Take a look at how we bring everything to life with our custom blockchain development services, blockchain integration, and security audit services. If you’re looking for ready-made solutions, don’t overlook our awesome dApp development and asset tokenization options!


Brief in‑depth details you can take to your steering committee

  • Why go for mirror tokens? They help keep your fund’s legal register off-chain while reflecting ownership on a permissioned chain run by your custodian or transfer agent. This means you can stick with your current legal setup but still take advantage of 24/7 transferability and some cool token-level controls like whitelists and freezes. Check it out here: (bny.com)
  • Why tokenized deposits? Tokenized deposits turn your regular demand deposits into on-chain book entries that the issuing bank manages. This method effectively addresses the “cash on chain” dilemma for things like collateral or margin, all while steering clear of the complications that come with stablecoin exposure. (bny.com)
  • Why Article 12 Matters Article 12 is a real game changer! It officially acknowledges certain digital assets as controllable electronic records. By putting “control” front and center, it paves the way for non-temporal priority, which means your legal team can feel a lot more confident when it comes to enforcing digital collateral. If you want to dive deeper into this, check out this piece from Mayer Brown.
  • Why Swift/ISO 20022 first? The cool thing is, you’re already working with these messages! Plus, big tests with key financial market infrastructures (FMIs) have proven that they can kick off blockchain workflows using an enterprise connector--so there's really no need for a huge overhaul. (swift.com)
  • Why ZK Attestations? ZK attestations are a game changer because they allow you to demonstrate compliance without shuffling around personal identifiable information (PII) in your systems. Plus, they fit perfectly with the shift that public authorities are making towards privacy-preserving payment structures. (imf.org)

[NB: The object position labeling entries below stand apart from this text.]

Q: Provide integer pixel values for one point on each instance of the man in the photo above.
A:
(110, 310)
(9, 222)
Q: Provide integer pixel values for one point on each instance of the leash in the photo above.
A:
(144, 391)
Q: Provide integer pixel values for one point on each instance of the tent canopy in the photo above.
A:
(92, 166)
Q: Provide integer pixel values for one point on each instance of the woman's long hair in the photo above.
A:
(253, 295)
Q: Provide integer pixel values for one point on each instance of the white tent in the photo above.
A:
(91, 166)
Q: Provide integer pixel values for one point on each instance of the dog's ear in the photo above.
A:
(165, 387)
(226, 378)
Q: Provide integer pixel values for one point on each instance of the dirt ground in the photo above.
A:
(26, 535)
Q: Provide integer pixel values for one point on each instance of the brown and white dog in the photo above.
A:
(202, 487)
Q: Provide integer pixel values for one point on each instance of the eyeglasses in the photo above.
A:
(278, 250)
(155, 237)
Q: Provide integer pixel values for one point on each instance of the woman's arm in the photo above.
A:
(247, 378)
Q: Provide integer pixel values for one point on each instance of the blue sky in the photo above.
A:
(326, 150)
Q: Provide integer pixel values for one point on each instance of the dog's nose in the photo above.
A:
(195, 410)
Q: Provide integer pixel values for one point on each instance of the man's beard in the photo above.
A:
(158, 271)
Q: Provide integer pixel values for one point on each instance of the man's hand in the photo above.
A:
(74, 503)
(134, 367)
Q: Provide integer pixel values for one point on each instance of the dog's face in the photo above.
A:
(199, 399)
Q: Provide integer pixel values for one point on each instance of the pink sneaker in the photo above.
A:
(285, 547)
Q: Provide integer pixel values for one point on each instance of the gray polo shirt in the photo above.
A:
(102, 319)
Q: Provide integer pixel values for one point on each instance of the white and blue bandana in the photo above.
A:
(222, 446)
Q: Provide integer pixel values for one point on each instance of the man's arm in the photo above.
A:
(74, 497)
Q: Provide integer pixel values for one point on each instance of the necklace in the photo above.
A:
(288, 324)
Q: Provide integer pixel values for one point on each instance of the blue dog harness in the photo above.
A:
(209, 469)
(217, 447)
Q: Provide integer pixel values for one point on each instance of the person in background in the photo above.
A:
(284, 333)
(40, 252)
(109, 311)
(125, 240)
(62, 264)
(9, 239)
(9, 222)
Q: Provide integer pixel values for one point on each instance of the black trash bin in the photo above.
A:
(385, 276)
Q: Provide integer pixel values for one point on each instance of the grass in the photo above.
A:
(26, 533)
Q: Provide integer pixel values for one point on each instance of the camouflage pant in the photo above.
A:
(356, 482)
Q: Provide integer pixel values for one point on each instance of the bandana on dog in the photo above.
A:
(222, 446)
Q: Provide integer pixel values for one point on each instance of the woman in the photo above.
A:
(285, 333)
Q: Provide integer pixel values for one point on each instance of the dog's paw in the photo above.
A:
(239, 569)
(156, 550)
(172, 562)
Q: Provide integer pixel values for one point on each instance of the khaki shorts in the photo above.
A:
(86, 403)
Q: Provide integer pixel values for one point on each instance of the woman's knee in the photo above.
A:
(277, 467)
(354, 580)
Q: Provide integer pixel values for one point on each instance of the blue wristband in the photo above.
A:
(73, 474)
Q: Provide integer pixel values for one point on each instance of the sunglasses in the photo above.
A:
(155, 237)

If your treasury or collateral team is gearing up to set up tokenized cash/MMF collateral by Q3 2026 and your legal team is still in the waiting game for that signed “perfection by control” memo, we should definitely touch base.

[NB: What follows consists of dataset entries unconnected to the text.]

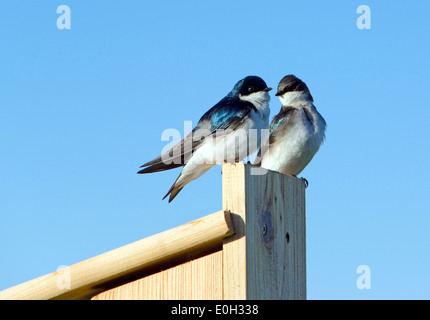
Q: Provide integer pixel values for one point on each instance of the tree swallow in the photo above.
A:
(221, 135)
(295, 133)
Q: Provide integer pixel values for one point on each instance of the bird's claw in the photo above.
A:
(305, 182)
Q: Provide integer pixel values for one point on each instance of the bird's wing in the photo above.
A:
(279, 125)
(227, 114)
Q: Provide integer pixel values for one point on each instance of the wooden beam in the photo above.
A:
(266, 257)
(92, 276)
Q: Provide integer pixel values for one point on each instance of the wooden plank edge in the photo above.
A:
(87, 278)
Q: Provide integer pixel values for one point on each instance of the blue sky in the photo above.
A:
(82, 109)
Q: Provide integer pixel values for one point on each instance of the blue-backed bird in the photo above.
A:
(221, 135)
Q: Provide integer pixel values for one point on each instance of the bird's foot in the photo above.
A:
(305, 182)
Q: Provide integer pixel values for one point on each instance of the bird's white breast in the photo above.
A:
(291, 153)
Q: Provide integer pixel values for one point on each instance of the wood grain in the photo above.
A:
(266, 257)
(96, 274)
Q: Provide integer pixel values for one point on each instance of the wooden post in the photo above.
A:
(266, 257)
(253, 249)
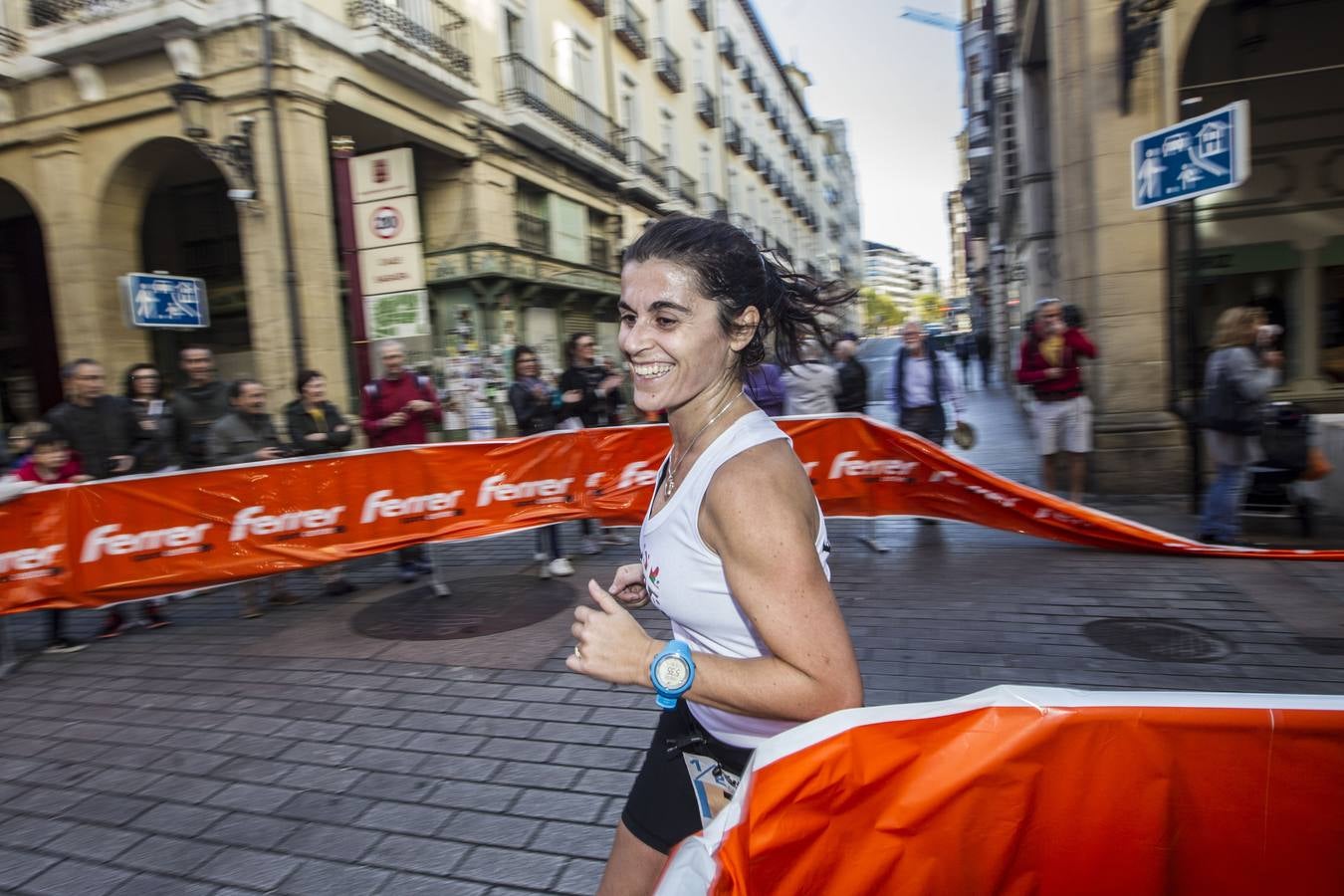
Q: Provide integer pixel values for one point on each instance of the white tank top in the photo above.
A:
(686, 580)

Hey there! How about we set up a 45-minute architecture review? We'll work on aligning your eligibility schedule with tokenized assets, put together a Swift→on‑chain event specification that your Ops team can roll with, and whip up the Article 12 control language for your General Counsel to sign off on. Also, we can sketch out a pilot project that’ll look solid when you present it to the Risk Committee.

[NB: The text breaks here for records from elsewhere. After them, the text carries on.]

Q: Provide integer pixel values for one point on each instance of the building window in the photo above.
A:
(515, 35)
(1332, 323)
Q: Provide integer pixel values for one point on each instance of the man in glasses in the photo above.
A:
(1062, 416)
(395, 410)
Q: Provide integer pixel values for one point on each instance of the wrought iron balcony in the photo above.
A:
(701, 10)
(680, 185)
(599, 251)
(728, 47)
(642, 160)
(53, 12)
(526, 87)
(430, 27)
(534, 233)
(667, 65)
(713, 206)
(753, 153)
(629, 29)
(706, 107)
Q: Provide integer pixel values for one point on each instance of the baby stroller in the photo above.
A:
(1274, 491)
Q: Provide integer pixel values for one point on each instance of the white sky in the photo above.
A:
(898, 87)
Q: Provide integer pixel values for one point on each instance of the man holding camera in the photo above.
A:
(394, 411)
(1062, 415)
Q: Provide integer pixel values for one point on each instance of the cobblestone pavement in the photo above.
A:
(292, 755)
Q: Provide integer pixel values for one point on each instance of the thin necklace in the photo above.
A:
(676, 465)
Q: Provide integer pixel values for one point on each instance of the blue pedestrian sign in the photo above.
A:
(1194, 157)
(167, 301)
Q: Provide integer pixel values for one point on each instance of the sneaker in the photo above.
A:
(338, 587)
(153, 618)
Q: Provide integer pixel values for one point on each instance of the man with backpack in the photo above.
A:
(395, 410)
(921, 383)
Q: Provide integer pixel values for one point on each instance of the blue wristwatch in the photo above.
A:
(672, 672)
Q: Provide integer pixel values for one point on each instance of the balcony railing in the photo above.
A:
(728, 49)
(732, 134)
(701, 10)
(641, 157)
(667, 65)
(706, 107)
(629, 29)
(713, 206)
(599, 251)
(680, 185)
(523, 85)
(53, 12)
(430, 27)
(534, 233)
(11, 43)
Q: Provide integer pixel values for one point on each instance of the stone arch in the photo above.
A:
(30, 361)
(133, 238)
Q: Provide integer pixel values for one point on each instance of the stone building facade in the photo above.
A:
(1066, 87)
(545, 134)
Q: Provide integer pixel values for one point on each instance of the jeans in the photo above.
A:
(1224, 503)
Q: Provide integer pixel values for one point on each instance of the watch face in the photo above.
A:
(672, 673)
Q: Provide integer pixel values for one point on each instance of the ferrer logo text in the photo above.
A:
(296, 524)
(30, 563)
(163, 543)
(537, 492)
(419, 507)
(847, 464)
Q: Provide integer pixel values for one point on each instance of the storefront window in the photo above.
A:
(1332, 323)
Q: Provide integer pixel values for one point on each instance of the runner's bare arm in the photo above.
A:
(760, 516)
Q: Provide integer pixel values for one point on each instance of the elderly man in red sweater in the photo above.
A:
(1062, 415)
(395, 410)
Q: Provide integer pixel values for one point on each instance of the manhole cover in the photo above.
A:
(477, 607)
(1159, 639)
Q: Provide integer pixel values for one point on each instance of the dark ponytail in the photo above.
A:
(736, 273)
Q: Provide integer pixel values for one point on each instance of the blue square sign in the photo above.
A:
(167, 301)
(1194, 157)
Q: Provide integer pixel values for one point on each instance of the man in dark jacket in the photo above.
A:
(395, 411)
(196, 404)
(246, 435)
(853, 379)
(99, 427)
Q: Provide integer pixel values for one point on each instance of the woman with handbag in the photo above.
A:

Check out these fantastic resources from 7Block Labs:

References (selected recent milestones):

  • Tokenized deposits for collateral/margin: BNY got the ball rolling on January 9, 2026. Take a look at the details here.
  • Tokenized MMFs at scale and collateral narratives: BNY and Goldman Sachs have joined forces with their LiquidityDirect + GS DAP, and CNBC has the inside scoop on this exciting development. For all the juicy details, check it out here.
  • Public-chain MMF for qualified investors: JPM MONY has officially launched on Ethereum via Kinexys. If you want to dive deeper into the details, check it out here.
  • Institutional tokenized T-bill/MMF momentum: BlackRock has been making strides with their BUIDL achievements. Check out all the details here.
  • Swift/Chainlink interoperability for ISO 20022→on-chain triggers: Swift is really shaking things up with their new innovations. Check out the details here.
  • UCC Article 12 Adoption and “Perfection by Control” Priority: There are some cool updates on this subject. Check it out here.
  • MAS Project Guardian DvP/custody and tokenized bank liability principles: There’s some really cool stuff happening with this initiative! For all the latest updates, check out the details here.

We're not really into the whole crypto-bro vibe. What we care about is being “audit-passed, regulator-ready, and P&L-visible.” Let's get your collateral actually moving.